Many of the indexes and databases Rutgers subscribes to are provided by various companies, which means that the interfaces will look different at first glance. Try to ignore the different colors and placement of the search boxes - underneath it all most of them work the same way!
Here are some tips to guide you through your searching:
You can search both RILM and Music Index at the same time by clicking "choose databases" above the search boxes and selecting both indexes.
What happens when I click ?
Clicking this button runs a software program that tries to do several things for you. Understanding the process will help you find your book or article more easily when the button doesn't work!
1. When you click "get it @ R," a program reads the citation information for your book or article from whatever database you're searching. Say you're looking to find the full text of "The Broadway canon from Show boat to West Side story and the European operatic ideal" in the Journal of Musicology, 1993, 11(4) 525-544. If you click "get it @ R," the program will go out and look to see whether or not Rutgers subscribes to the Journal of Musicology electronically, and if so, if we have access to the year 1993. If it finds that Rutgers does, it will try to connect to the volume, issue, and page number of the article you're looking for. Here we have success - when we do this search in RILM, Get it @ R finds that we have access to JM in JSTOR.

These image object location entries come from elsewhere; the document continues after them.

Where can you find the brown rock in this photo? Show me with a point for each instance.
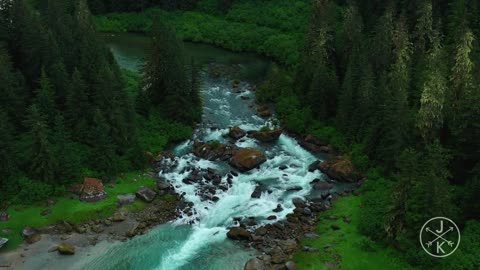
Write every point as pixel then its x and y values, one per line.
pixel 213 150
pixel 92 190
pixel 31 235
pixel 322 186
pixel 254 264
pixel 4 216
pixel 264 112
pixel 239 233
pixel 266 135
pixel 335 227
pixel 339 168
pixel 247 158
pixel 290 265
pixel 119 217
pixel 236 133
pixel 145 194
pixel 66 249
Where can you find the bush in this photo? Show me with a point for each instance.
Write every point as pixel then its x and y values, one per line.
pixel 329 134
pixel 31 191
pixel 375 202
pixel 359 159
pixel 200 27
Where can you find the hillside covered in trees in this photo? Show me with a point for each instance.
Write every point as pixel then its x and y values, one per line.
pixel 68 110
pixel 392 85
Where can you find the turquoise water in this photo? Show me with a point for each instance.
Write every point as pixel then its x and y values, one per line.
pixel 204 245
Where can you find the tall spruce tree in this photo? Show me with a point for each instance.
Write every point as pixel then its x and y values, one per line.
pixel 41 154
pixel 395 118
pixel 430 116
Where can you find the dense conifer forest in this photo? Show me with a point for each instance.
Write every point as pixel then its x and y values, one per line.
pixel 67 109
pixel 394 85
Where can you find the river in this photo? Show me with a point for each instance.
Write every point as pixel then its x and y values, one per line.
pixel 204 245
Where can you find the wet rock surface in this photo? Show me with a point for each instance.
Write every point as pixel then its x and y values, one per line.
pixel 247 159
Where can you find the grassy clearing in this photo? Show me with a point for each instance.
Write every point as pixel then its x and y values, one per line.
pixel 71 209
pixel 348 248
pixel 283 46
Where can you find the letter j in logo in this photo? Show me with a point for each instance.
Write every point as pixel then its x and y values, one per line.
pixel 440 237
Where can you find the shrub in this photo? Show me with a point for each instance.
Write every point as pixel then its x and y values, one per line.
pixel 31 191
pixel 375 202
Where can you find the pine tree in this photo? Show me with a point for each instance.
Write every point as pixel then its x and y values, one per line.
pixel 365 107
pixel 430 116
pixel 103 156
pixel 77 112
pixel 66 153
pixel 408 173
pixel 165 81
pixel 45 98
pixel 395 122
pixel 348 99
pixel 8 155
pixel 41 156
pixel 461 73
pixel 12 88
pixel 423 38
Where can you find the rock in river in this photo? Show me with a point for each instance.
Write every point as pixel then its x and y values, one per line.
pixel 236 133
pixel 254 264
pixel 66 249
pixel 247 158
pixel 339 168
pixel 125 199
pixel 31 235
pixel 266 135
pixel 4 216
pixel 146 194
pixel 239 233
pixel 213 150
pixel 3 241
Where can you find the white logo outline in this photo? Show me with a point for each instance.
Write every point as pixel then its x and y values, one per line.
pixel 439 236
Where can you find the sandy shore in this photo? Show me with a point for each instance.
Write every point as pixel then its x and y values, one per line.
pixel 43 255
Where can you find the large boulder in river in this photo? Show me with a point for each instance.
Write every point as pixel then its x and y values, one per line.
pixel 239 233
pixel 3 241
pixel 31 235
pixel 213 150
pixel 4 216
pixel 268 135
pixel 92 190
pixel 316 145
pixel 146 194
pixel 125 199
pixel 236 133
pixel 339 168
pixel 254 264
pixel 66 249
pixel 246 159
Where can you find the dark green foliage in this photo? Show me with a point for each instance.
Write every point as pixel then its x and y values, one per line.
pixel 375 203
pixel 8 156
pixel 166 85
pixel 31 191
pixel 402 88
pixel 248 33
pixel 66 107
pixel 43 164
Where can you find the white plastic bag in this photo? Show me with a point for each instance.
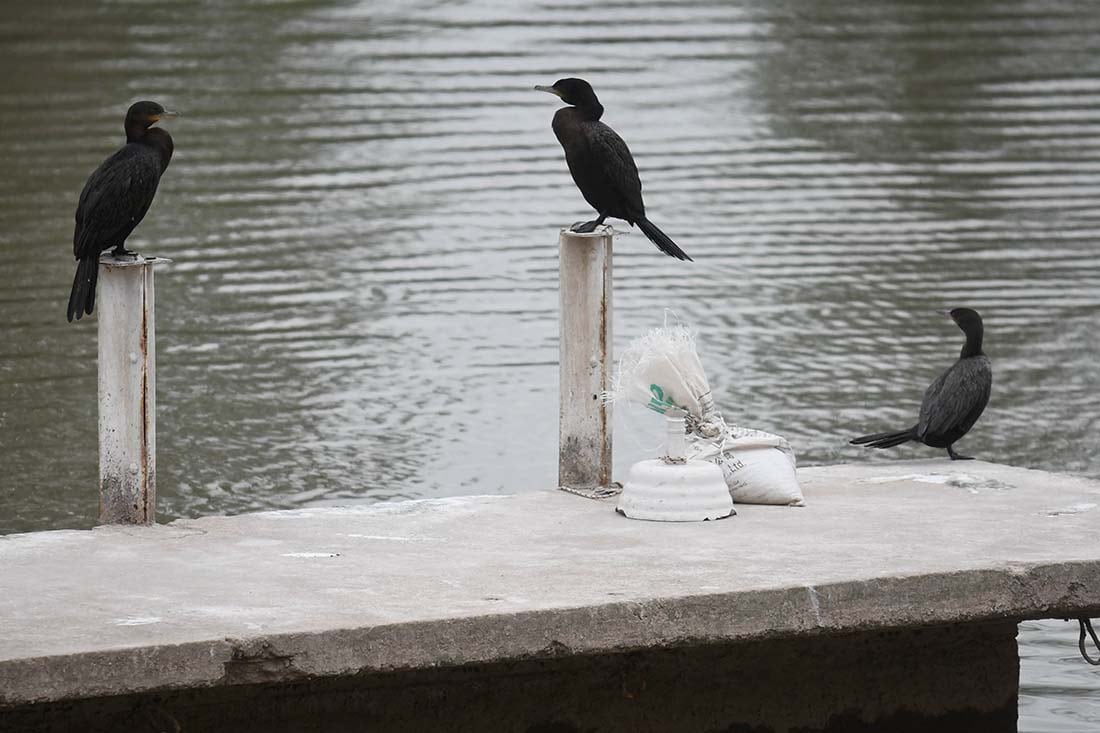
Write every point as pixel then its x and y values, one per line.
pixel 661 370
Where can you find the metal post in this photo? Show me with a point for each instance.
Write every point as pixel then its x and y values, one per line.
pixel 127 391
pixel 584 448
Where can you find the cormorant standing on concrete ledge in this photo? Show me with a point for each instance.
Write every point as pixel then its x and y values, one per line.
pixel 954 402
pixel 116 199
pixel 601 163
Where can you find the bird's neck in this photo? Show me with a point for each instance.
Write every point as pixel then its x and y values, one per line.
pixel 972 346
pixel 160 141
pixel 591 110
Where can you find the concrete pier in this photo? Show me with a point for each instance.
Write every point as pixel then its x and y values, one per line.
pixel 889 602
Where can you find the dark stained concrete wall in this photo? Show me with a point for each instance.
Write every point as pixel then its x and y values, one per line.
pixel 960 678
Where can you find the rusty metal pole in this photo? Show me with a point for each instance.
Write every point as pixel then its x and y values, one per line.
pixel 127 391
pixel 584 448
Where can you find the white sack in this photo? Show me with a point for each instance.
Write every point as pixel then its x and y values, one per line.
pixel 661 370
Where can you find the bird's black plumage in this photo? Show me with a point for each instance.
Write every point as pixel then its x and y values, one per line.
pixel 601 163
pixel 954 402
pixel 116 198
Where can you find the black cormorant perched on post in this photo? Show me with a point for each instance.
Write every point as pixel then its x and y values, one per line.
pixel 601 163
pixel 116 199
pixel 954 402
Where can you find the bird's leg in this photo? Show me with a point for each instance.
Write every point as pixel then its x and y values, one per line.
pixel 956 457
pixel 589 226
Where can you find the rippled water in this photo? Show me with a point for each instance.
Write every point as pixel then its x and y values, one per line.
pixel 363 212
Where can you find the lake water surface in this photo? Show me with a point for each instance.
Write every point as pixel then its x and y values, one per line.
pixel 363 212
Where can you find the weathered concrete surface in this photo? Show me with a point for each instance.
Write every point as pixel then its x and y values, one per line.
pixel 296 595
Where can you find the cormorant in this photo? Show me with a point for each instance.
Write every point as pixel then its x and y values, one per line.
pixel 954 402
pixel 601 163
pixel 116 198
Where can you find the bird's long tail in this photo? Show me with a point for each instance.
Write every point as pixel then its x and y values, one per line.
pixel 662 241
pixel 886 439
pixel 83 297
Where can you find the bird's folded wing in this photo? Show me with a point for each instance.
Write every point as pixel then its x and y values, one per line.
pixel 613 152
pixel 117 195
pixel 954 396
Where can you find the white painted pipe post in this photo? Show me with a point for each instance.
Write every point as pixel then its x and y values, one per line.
pixel 584 448
pixel 127 391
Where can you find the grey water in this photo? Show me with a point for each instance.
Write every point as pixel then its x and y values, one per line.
pixel 363 212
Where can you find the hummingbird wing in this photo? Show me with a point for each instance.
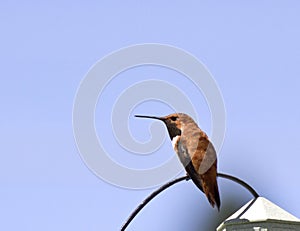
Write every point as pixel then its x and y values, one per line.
pixel 199 158
pixel 188 164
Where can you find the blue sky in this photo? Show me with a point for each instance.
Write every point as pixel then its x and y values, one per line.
pixel 252 50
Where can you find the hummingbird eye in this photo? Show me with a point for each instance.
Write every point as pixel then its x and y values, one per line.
pixel 173 118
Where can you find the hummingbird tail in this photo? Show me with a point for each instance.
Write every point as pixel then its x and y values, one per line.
pixel 212 193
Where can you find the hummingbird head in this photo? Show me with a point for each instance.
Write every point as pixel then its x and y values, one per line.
pixel 174 122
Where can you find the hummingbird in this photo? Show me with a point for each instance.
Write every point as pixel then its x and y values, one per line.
pixel 195 152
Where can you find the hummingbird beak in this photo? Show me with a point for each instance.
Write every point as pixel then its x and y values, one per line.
pixel 150 117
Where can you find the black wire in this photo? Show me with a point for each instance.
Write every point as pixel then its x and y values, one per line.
pixel 167 185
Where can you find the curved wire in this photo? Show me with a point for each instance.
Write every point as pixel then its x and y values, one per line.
pixel 167 185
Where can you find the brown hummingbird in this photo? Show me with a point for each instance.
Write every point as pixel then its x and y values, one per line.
pixel 195 152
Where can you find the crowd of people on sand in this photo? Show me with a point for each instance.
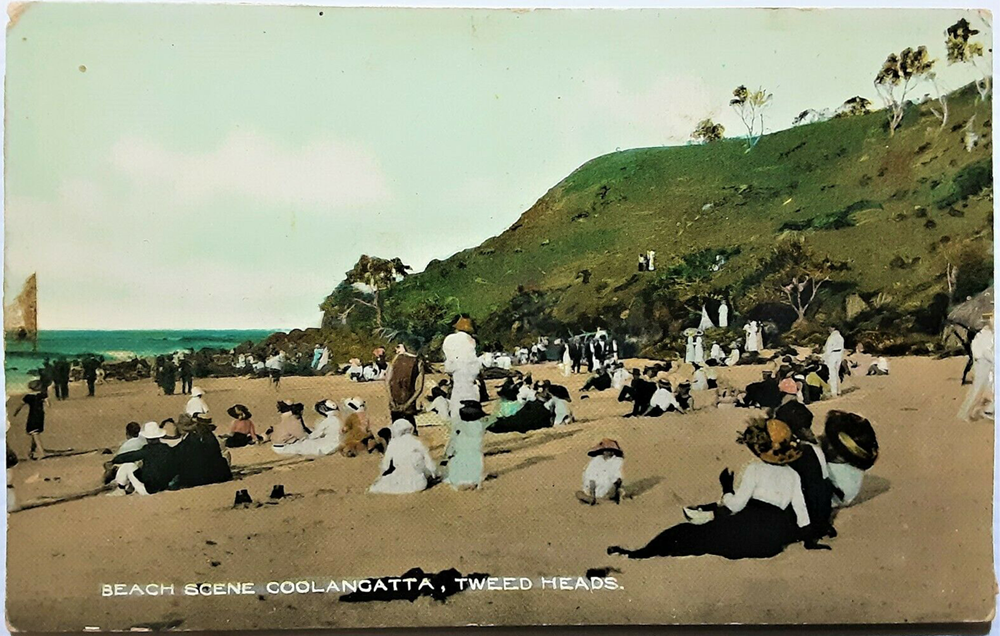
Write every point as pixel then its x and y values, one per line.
pixel 788 493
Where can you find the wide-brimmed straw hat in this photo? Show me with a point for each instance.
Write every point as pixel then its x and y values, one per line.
pixel 354 404
pixel 788 386
pixel 772 441
pixel 471 410
pixel 239 412
pixel 324 407
pixel 606 444
pixel 464 323
pixel 151 430
pixel 853 437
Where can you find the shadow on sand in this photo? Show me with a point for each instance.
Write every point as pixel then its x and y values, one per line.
pixel 872 487
pixel 636 489
pixel 528 463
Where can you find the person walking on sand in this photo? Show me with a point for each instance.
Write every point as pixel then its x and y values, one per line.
pixel 197 403
pixel 406 465
pixel 186 371
pixel 405 381
pixel 833 356
pixel 35 425
pixel 62 379
pixel 979 400
pixel 462 364
pixel 751 336
pixel 90 366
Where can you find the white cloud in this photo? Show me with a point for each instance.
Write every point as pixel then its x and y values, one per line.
pixel 325 173
pixel 663 112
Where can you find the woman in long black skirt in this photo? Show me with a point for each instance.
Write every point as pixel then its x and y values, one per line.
pixel 766 514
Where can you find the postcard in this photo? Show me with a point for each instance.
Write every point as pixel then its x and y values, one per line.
pixel 327 317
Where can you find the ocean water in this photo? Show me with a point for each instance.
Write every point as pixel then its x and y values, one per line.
pixel 19 359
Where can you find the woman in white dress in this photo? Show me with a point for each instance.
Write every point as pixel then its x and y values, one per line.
pixel 324 439
pixel 462 364
pixel 406 466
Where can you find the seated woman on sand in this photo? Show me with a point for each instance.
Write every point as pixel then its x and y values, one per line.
pixel 766 513
pixel 533 415
pixel 356 436
pixel 406 466
pixel 851 448
pixel 325 436
pixel 602 479
pixel 241 431
pixel 199 457
pixel 151 468
pixel 290 427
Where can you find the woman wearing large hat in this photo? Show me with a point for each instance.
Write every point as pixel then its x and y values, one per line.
pixel 851 449
pixel 462 363
pixel 241 432
pixel 766 513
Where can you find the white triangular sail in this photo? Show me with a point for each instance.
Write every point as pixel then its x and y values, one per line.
pixel 20 317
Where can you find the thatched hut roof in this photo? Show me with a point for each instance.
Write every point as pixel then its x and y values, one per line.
pixel 970 313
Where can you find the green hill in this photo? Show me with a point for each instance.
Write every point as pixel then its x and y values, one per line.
pixel 884 215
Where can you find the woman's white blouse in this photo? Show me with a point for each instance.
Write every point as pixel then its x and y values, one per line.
pixel 779 486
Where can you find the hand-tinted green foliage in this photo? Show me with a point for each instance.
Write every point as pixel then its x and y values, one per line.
pixel 875 197
pixel 969 181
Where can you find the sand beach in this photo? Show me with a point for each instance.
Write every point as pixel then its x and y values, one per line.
pixel 915 547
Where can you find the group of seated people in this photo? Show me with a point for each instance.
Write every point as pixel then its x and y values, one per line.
pixel 804 380
pixel 652 397
pixel 787 495
pixel 374 370
pixel 610 376
pixel 169 455
pixel 527 405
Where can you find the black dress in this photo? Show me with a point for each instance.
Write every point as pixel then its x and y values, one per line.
pixel 640 392
pixel 36 412
pixel 600 382
pixel 159 465
pixel 532 416
pixel 759 531
pixel 818 493
pixel 200 461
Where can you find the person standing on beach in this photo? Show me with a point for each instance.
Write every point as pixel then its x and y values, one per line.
pixel 405 380
pixel 833 355
pixel 36 403
pixel 462 363
pixel 186 370
pixel 62 379
pixel 47 374
pixel 90 365
pixel 168 376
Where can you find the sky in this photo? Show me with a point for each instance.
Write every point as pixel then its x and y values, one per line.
pixel 214 166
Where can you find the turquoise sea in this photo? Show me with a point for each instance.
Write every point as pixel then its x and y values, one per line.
pixel 20 360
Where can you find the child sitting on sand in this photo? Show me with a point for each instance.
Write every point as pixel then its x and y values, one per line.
pixel 602 479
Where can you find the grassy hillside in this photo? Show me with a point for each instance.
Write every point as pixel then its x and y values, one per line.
pixel 891 211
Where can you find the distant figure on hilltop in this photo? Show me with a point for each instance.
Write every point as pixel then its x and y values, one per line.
pixel 833 355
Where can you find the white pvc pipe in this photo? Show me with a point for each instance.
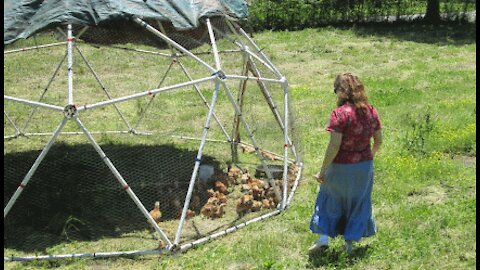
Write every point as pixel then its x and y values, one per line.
pixel 214 45
pixel 198 139
pixel 173 43
pixel 103 87
pixel 295 185
pixel 150 92
pixel 258 49
pixel 197 163
pixel 35 47
pixel 250 78
pixel 70 63
pixel 287 143
pixel 229 230
pixel 44 91
pixel 254 141
pixel 17 131
pixel 140 119
pixel 141 51
pixel 204 100
pixel 34 103
pixel 122 182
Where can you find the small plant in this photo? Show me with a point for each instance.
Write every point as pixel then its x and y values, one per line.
pixel 70 226
pixel 416 138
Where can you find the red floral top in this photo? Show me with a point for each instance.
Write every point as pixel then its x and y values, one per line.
pixel 356 132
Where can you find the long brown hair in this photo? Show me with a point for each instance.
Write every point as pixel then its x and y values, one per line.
pixel 353 88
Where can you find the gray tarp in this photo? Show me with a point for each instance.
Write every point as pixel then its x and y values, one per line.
pixel 23 18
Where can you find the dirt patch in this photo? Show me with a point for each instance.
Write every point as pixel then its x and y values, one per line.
pixel 431 195
pixel 468 161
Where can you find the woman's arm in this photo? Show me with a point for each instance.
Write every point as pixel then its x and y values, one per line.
pixel 330 154
pixel 377 141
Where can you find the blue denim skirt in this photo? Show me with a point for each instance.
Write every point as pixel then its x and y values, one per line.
pixel 344 202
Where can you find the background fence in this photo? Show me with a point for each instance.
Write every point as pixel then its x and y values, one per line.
pixel 299 14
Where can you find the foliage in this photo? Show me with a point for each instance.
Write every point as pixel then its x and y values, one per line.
pixel 300 14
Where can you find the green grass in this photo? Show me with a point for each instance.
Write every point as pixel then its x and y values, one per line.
pixel 422 81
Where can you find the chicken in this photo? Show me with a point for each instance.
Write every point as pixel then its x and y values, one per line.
pixel 268 203
pixel 195 202
pixel 208 210
pixel 256 192
pixel 256 206
pixel 219 211
pixel 233 174
pixel 221 187
pixel 177 207
pixel 244 204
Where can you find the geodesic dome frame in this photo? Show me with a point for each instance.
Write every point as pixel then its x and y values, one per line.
pixel 210 31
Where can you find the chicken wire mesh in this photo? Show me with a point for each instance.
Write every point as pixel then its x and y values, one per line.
pixel 75 203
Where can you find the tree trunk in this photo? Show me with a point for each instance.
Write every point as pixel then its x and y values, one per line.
pixel 433 11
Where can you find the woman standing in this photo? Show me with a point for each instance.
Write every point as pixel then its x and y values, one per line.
pixel 343 205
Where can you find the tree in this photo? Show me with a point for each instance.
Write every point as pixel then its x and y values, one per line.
pixel 433 11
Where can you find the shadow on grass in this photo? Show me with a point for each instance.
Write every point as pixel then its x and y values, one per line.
pixel 73 195
pixel 337 257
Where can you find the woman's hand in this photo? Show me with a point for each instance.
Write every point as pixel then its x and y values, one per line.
pixel 320 177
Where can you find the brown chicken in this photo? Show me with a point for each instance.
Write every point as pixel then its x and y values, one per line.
pixel 244 204
pixel 219 211
pixel 256 206
pixel 207 210
pixel 221 187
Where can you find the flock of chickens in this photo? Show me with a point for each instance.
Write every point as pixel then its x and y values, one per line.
pixel 256 194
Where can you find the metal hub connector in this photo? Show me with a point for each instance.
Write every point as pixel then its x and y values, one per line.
pixel 70 110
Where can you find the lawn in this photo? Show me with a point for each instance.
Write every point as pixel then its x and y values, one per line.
pixel 422 80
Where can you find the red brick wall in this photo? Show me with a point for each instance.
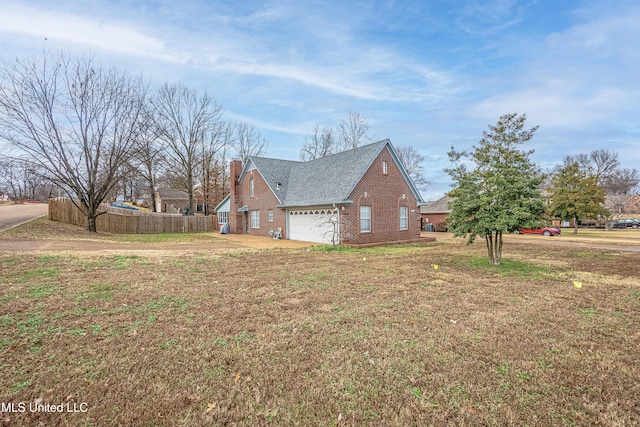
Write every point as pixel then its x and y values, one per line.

2. The program might determine we don't have electronic access though. This could happen for books, chapters in books, dissertations, or journal articles we don't have access to online. If that's the case, you'll probably get a screen that looks like this:
What to do now? Try clicking on Search the library catalog by Title. This will run a search for the journal title, Repercussions, in the catalog, letting you know if we've got a print copy of the journal. In this case, it turns out we do have volume four, issue two, of Repercussions in the Music Library. You could either go down to the Music Library and copy the article yourself, or submit an Article Request form to get a copy emailed to you.